Johannesburg-based Sappi’s adjusted quarterly operating income (which attempts to show like-on-like figures) for the three months to December 31 2006 (the first quarter of Sappi’s 2007 financial year) was at $63m, the highest since at least the first quarter of 2004. In five of the six preceding quarters, comparable figures were lower than $16m.
The forestry products sector has recorded a rotten century to date, but in the divisions, coated fine paper has suffered the most. Sappi is, of course, the world’s leading producer of coated fine paper (used mainly in glossy magazines and catalogues), and also of dissolving pulp. Some 46% of Sappi’s products are manufactured in Europe, 30% in North America, with the balance supplied by South Africa.
Europe accounts for 43% of group sales, followed by North America at 30%, Southern Africa at 14%, with the balance of 13% going to Asia and the rest of the world. With coated fine paper at the group’s core, Sappi Executive Chairman Eugene van As says Sappi has now implemented price increases in Europe. These are seen as ” essential” to restoring margins after five years of declining coated fine paper prices, and two years of input cost escalations.
The so-called crude oil crisis translated into heavy cost increases for Sappi, in both energy usage, and chemicals uptake.
However, Van As said that global demand for coated fine paper is growing at “a strong” 4% a year. A tough market had forced peers to shut down certain uncompetitive plants, and no new plants are on track anywhere in the world, leaving Sappi in “pole position” to exploit the situation.
Operating cash flow, for which Sappi is renowned, remained strong in the latest quarter. The group’s operating cash flow peaked in the year to September 30 2002, at $722m, before falling to $645m the next year, then $601m in 2004, then $569m in 2005, and then $464m in the 2006 financial year.

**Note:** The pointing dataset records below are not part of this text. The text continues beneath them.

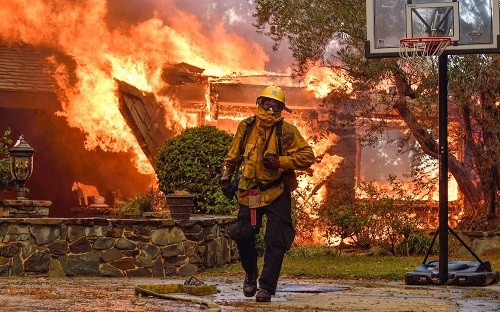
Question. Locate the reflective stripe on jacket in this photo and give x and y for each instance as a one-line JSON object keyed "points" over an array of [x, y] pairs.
{"points": [[261, 141]]}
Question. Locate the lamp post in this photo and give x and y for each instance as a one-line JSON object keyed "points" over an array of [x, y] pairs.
{"points": [[21, 165]]}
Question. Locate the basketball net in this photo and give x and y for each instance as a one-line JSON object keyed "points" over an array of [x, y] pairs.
{"points": [[419, 52]]}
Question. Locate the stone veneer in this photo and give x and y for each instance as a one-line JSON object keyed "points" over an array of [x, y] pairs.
{"points": [[114, 247]]}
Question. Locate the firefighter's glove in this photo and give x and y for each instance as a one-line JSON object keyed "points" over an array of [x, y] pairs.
{"points": [[271, 162], [225, 186]]}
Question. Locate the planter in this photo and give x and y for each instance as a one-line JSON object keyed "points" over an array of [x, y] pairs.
{"points": [[181, 206]]}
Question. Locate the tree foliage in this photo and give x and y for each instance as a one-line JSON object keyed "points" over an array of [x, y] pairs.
{"points": [[192, 161], [332, 33]]}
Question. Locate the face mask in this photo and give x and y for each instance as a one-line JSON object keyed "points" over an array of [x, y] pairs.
{"points": [[268, 117]]}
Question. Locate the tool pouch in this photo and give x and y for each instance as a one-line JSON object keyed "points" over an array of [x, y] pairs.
{"points": [[289, 179]]}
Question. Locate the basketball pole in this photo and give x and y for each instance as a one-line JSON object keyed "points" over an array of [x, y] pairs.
{"points": [[443, 167]]}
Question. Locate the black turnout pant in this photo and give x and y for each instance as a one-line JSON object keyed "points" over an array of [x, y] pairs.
{"points": [[278, 238]]}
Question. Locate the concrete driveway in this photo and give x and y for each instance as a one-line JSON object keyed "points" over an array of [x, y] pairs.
{"points": [[117, 294]]}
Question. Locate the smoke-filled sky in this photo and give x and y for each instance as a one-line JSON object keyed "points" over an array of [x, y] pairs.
{"points": [[235, 16]]}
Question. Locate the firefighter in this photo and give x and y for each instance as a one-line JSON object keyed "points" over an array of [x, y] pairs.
{"points": [[268, 150]]}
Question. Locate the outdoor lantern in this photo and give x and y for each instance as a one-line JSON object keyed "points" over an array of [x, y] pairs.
{"points": [[21, 165]]}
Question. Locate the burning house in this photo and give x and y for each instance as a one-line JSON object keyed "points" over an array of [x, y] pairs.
{"points": [[30, 104]]}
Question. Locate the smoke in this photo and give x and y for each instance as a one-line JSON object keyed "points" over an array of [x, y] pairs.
{"points": [[234, 16]]}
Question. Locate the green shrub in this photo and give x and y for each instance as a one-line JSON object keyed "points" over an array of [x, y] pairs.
{"points": [[153, 200], [192, 161]]}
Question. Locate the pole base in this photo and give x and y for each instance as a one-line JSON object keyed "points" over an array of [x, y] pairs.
{"points": [[460, 273]]}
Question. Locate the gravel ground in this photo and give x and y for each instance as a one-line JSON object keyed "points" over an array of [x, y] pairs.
{"points": [[118, 294]]}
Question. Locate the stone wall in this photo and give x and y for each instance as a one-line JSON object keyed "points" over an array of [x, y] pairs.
{"points": [[114, 247]]}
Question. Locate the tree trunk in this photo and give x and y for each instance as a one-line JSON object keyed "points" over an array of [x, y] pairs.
{"points": [[472, 194]]}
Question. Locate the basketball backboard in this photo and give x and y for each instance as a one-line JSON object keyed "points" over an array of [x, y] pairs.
{"points": [[472, 25]]}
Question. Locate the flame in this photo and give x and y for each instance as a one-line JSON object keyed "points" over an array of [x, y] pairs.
{"points": [[322, 80]]}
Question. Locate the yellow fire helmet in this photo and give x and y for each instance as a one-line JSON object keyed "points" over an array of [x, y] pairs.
{"points": [[275, 93]]}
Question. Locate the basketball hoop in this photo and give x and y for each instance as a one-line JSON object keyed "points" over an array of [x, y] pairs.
{"points": [[411, 48]]}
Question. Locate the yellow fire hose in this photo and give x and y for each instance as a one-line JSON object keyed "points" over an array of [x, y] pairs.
{"points": [[166, 291]]}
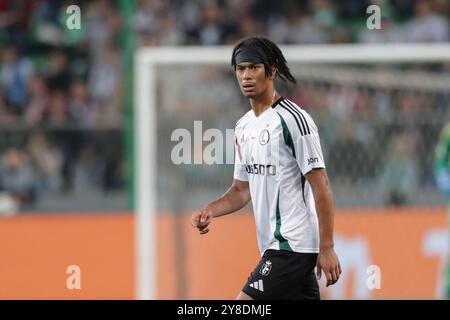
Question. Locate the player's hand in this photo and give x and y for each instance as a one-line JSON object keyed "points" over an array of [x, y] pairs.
{"points": [[328, 263], [201, 220]]}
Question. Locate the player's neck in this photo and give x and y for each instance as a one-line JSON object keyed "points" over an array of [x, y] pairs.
{"points": [[263, 102]]}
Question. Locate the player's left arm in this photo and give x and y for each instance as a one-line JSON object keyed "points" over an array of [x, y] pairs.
{"points": [[327, 261]]}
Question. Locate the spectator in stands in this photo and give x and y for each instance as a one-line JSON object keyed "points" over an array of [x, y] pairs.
{"points": [[16, 176]]}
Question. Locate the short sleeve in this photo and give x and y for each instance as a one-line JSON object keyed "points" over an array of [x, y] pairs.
{"points": [[309, 153]]}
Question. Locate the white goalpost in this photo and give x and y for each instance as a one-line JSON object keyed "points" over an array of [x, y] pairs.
{"points": [[146, 62]]}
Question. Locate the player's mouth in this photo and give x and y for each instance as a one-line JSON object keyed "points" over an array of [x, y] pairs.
{"points": [[248, 87]]}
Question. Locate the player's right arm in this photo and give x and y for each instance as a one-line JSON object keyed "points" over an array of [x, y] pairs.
{"points": [[235, 198]]}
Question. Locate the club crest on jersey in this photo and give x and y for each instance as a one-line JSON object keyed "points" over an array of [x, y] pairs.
{"points": [[264, 137], [265, 269]]}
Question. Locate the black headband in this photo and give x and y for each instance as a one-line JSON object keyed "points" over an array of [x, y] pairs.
{"points": [[250, 54]]}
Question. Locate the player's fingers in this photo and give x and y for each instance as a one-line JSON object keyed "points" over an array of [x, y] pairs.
{"points": [[338, 271], [333, 276], [329, 277], [195, 220], [204, 216]]}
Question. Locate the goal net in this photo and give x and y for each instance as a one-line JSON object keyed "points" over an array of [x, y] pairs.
{"points": [[379, 110]]}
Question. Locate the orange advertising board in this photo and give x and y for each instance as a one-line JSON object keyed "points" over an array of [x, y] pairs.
{"points": [[385, 254]]}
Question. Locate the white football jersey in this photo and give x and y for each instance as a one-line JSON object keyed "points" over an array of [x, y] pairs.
{"points": [[274, 152]]}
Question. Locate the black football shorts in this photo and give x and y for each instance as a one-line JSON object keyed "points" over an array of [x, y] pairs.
{"points": [[284, 275]]}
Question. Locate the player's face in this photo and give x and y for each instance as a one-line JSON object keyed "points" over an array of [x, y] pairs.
{"points": [[252, 79]]}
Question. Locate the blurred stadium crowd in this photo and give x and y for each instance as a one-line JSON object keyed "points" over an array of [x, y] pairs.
{"points": [[63, 92]]}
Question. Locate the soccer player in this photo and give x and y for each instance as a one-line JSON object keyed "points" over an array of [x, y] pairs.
{"points": [[279, 166]]}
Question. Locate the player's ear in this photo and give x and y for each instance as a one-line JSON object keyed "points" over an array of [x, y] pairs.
{"points": [[273, 73]]}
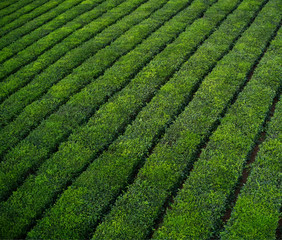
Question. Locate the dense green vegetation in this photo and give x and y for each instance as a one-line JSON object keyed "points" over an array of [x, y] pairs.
{"points": [[135, 119]]}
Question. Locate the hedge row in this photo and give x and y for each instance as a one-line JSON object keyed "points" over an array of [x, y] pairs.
{"points": [[256, 213], [64, 66], [22, 19], [72, 10], [198, 209], [6, 3], [26, 12], [85, 72], [24, 36], [39, 50], [74, 113], [15, 8], [39, 190], [125, 154], [135, 213]]}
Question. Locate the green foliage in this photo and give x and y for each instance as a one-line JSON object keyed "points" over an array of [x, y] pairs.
{"points": [[33, 30], [101, 130], [21, 19], [256, 213], [203, 199], [73, 113], [23, 12], [79, 35]]}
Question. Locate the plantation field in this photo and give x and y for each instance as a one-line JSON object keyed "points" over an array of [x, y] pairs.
{"points": [[140, 119]]}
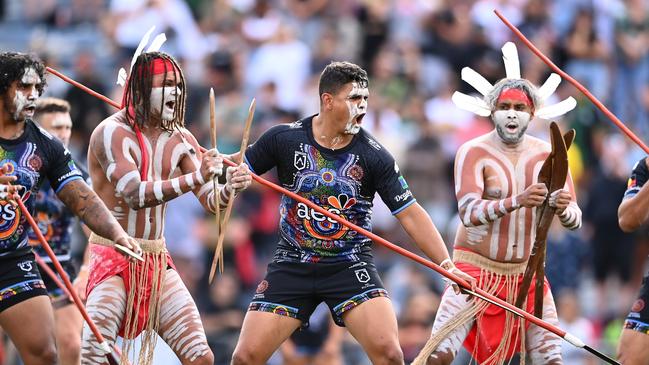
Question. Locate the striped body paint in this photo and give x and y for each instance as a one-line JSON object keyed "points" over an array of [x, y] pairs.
{"points": [[489, 176], [180, 323], [174, 162]]}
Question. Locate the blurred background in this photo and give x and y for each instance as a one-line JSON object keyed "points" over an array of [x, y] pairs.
{"points": [[274, 50]]}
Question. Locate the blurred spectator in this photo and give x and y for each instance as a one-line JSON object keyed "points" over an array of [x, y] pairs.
{"points": [[571, 320], [87, 111], [286, 63], [587, 54], [632, 46], [612, 249]]}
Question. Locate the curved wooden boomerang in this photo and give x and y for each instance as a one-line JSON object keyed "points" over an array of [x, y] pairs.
{"points": [[228, 209], [574, 82], [479, 293], [217, 194]]}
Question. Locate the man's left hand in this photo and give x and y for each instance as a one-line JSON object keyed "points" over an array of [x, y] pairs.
{"points": [[238, 178], [560, 199]]}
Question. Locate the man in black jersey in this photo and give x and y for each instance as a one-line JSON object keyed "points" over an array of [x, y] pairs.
{"points": [[633, 212], [329, 159], [32, 155], [56, 222]]}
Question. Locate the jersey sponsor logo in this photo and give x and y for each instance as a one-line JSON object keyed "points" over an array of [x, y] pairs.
{"points": [[362, 275], [69, 174], [307, 213], [262, 287], [300, 160], [403, 197], [403, 182], [9, 219], [638, 306], [356, 172], [25, 266]]}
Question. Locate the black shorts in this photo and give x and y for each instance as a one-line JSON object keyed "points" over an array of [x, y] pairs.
{"points": [[19, 280], [294, 289], [58, 296], [638, 318]]}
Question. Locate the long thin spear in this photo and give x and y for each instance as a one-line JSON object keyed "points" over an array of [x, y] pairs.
{"points": [[105, 346], [574, 82], [573, 340], [217, 194], [228, 209], [479, 293]]}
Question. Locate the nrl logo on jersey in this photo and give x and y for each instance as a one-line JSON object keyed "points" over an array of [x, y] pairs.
{"points": [[300, 160]]}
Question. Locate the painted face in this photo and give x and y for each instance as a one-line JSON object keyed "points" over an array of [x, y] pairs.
{"points": [[58, 124], [357, 106], [26, 94], [165, 95], [511, 117]]}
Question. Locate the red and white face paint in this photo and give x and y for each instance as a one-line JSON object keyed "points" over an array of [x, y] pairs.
{"points": [[512, 115], [165, 98], [26, 95], [357, 106]]}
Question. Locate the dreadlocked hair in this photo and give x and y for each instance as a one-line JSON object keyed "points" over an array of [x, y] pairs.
{"points": [[13, 66], [137, 96]]}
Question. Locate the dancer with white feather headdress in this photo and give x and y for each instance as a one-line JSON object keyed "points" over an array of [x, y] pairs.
{"points": [[498, 192]]}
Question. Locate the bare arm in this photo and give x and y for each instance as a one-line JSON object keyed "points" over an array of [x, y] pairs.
{"points": [[566, 203], [81, 200], [633, 211], [122, 171]]}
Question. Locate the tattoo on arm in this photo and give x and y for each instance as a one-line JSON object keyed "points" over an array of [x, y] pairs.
{"points": [[79, 198]]}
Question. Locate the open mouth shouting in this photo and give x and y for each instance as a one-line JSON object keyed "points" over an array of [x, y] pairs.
{"points": [[30, 109], [511, 127], [359, 118]]}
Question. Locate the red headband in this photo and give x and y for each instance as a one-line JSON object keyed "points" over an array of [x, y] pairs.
{"points": [[517, 95]]}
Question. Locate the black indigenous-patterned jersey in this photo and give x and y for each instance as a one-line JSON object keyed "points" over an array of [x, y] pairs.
{"points": [[638, 178], [55, 222], [342, 181], [33, 157]]}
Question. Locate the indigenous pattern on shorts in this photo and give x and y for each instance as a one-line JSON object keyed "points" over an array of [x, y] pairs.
{"points": [[22, 287], [342, 181], [33, 157], [356, 300], [55, 222], [282, 310]]}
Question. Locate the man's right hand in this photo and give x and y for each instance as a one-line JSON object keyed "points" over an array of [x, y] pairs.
{"points": [[131, 244], [211, 165], [533, 196]]}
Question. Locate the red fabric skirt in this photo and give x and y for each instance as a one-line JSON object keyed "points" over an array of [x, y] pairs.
{"points": [[105, 263], [488, 329]]}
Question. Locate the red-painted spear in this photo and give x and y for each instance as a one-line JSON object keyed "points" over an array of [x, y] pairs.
{"points": [[575, 341]]}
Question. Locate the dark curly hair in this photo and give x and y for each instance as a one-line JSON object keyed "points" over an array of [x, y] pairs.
{"points": [[13, 66], [137, 95], [337, 74]]}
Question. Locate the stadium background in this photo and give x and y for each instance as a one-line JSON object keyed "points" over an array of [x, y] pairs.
{"points": [[274, 50]]}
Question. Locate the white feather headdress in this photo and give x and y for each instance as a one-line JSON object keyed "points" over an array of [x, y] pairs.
{"points": [[513, 71], [154, 47]]}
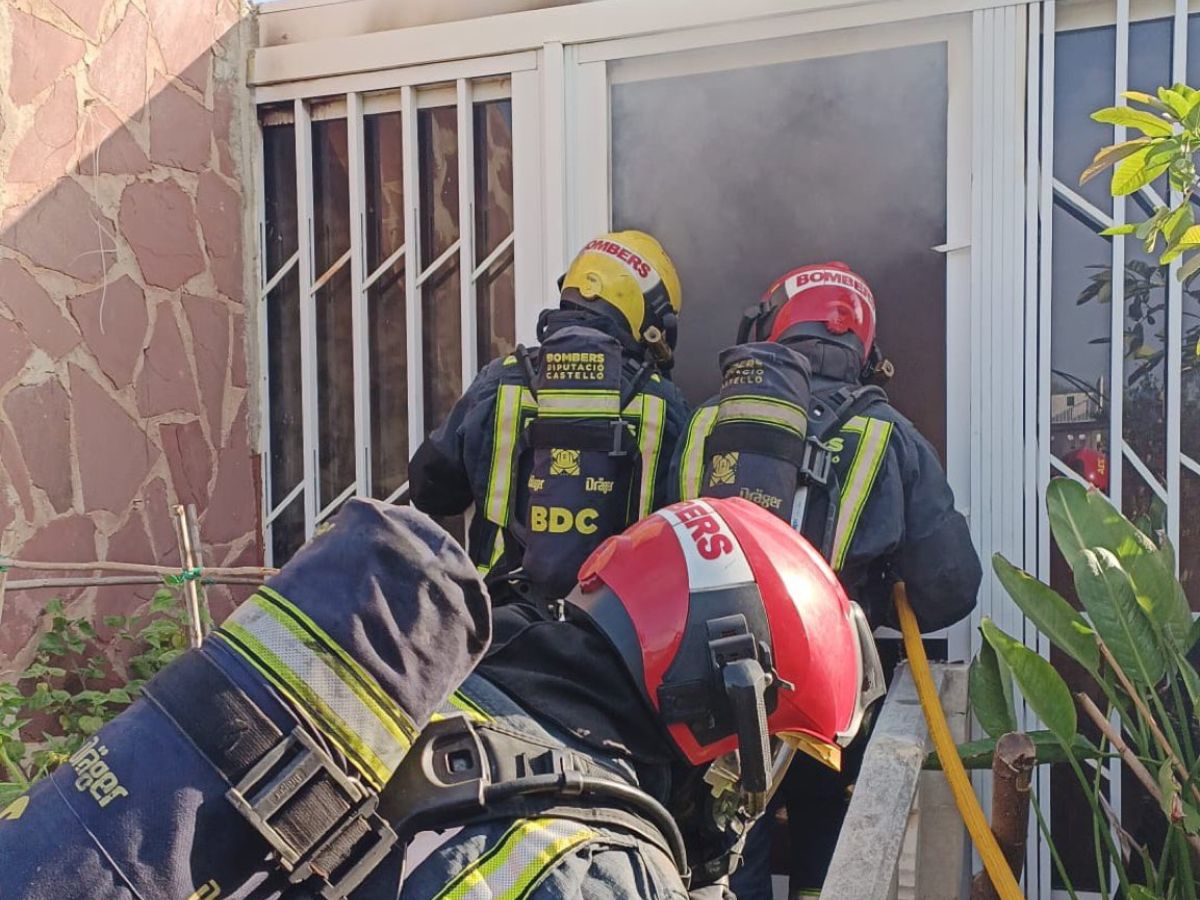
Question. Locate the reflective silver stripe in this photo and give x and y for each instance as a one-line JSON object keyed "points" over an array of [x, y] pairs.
{"points": [[649, 441], [691, 465], [763, 409], [859, 481], [579, 402], [516, 864], [315, 684], [509, 401]]}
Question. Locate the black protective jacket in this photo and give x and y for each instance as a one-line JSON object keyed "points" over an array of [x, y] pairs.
{"points": [[897, 517], [909, 527], [451, 469]]}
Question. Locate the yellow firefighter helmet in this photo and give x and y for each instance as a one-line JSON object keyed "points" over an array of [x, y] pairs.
{"points": [[631, 273]]}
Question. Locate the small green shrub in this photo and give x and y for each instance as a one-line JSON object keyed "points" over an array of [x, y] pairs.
{"points": [[71, 688]]}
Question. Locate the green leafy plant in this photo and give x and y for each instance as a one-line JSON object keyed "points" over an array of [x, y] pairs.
{"points": [[71, 687], [1132, 637], [1169, 126]]}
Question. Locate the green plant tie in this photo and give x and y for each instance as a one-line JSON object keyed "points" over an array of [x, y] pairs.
{"points": [[184, 576]]}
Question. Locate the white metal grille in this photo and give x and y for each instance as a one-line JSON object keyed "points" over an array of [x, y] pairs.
{"points": [[328, 417]]}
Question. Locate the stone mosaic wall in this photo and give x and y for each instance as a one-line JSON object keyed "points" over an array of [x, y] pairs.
{"points": [[123, 291]]}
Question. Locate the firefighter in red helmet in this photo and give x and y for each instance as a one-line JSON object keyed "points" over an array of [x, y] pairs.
{"points": [[801, 427], [694, 639]]}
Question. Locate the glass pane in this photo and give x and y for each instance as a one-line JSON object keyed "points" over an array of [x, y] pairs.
{"points": [[383, 147], [739, 192], [496, 311], [389, 382], [335, 343], [283, 373], [1079, 346], [330, 193], [441, 340], [438, 150], [1085, 73], [493, 175], [1144, 417], [287, 532], [496, 288], [335, 387], [280, 195], [387, 310]]}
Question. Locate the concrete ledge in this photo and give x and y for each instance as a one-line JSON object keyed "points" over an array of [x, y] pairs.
{"points": [[867, 861]]}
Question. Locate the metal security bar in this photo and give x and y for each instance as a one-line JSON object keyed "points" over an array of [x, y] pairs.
{"points": [[364, 275]]}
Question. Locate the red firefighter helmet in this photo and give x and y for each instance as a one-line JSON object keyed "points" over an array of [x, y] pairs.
{"points": [[1091, 465], [735, 629], [827, 293]]}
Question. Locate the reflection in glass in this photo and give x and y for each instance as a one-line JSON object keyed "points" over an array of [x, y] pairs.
{"points": [[389, 382], [496, 288], [441, 299], [335, 342], [739, 192], [442, 343], [387, 311], [438, 151], [384, 157], [286, 399], [1085, 63], [496, 311], [287, 532], [280, 195], [493, 175], [335, 387]]}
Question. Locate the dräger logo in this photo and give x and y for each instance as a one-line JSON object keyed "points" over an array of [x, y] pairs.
{"points": [[706, 529], [624, 255]]}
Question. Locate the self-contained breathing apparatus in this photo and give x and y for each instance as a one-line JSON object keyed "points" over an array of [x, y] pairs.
{"points": [[585, 459]]}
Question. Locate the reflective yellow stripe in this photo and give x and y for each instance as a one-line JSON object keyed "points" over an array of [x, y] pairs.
{"points": [[649, 442], [765, 409], [358, 678], [510, 401], [497, 552], [313, 677], [459, 702], [691, 465], [859, 481], [519, 862], [555, 402]]}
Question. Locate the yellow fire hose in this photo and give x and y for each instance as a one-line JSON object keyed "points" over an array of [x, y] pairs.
{"points": [[960, 785]]}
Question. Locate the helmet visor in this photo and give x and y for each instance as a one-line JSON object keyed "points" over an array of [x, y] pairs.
{"points": [[825, 753]]}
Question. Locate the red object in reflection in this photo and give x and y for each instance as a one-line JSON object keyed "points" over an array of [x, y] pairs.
{"points": [[1091, 465]]}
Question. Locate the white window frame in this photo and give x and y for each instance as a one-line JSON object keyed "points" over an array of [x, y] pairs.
{"points": [[352, 97]]}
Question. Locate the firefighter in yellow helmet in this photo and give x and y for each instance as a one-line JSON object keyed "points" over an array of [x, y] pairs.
{"points": [[567, 443]]}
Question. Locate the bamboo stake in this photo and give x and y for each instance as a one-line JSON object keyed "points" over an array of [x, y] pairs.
{"points": [[1012, 768], [4, 577], [191, 565], [193, 528], [111, 567], [115, 581], [1128, 756]]}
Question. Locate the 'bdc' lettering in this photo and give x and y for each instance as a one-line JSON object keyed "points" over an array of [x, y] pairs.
{"points": [[557, 520]]}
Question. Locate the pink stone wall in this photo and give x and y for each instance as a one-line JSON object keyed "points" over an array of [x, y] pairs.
{"points": [[123, 291]]}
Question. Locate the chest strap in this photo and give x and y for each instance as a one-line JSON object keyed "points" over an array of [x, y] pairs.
{"points": [[319, 823], [462, 772]]}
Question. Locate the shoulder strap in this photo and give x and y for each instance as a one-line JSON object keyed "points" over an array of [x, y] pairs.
{"points": [[845, 403]]}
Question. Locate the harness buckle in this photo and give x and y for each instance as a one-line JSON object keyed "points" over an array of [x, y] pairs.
{"points": [[619, 445], [351, 847], [816, 463]]}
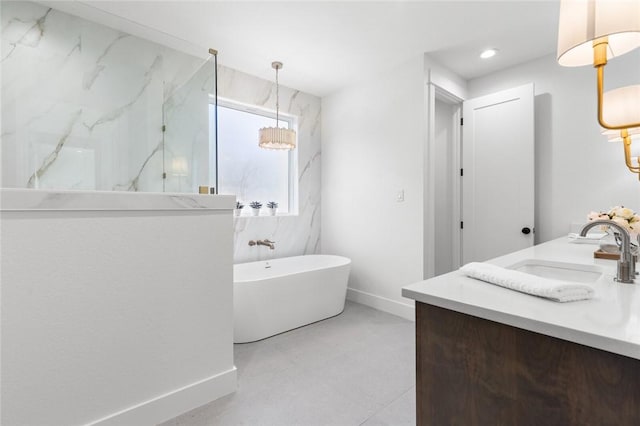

Sappi’s operating profit peaked in the year to September 30 2002, at $402m, before falling to $272m the next year, then $188m in 2004, and then crashing to a loss of $109m in the 2005 year. It then recovered substantially to $125m in the 2006 financial year.
In a statement on Thursday, Sappi said pulp prices continue to be strong, and that “we expect earnings in the next quarter to improve compared to this quarter (excluding unpredictable fair value adjustments)”.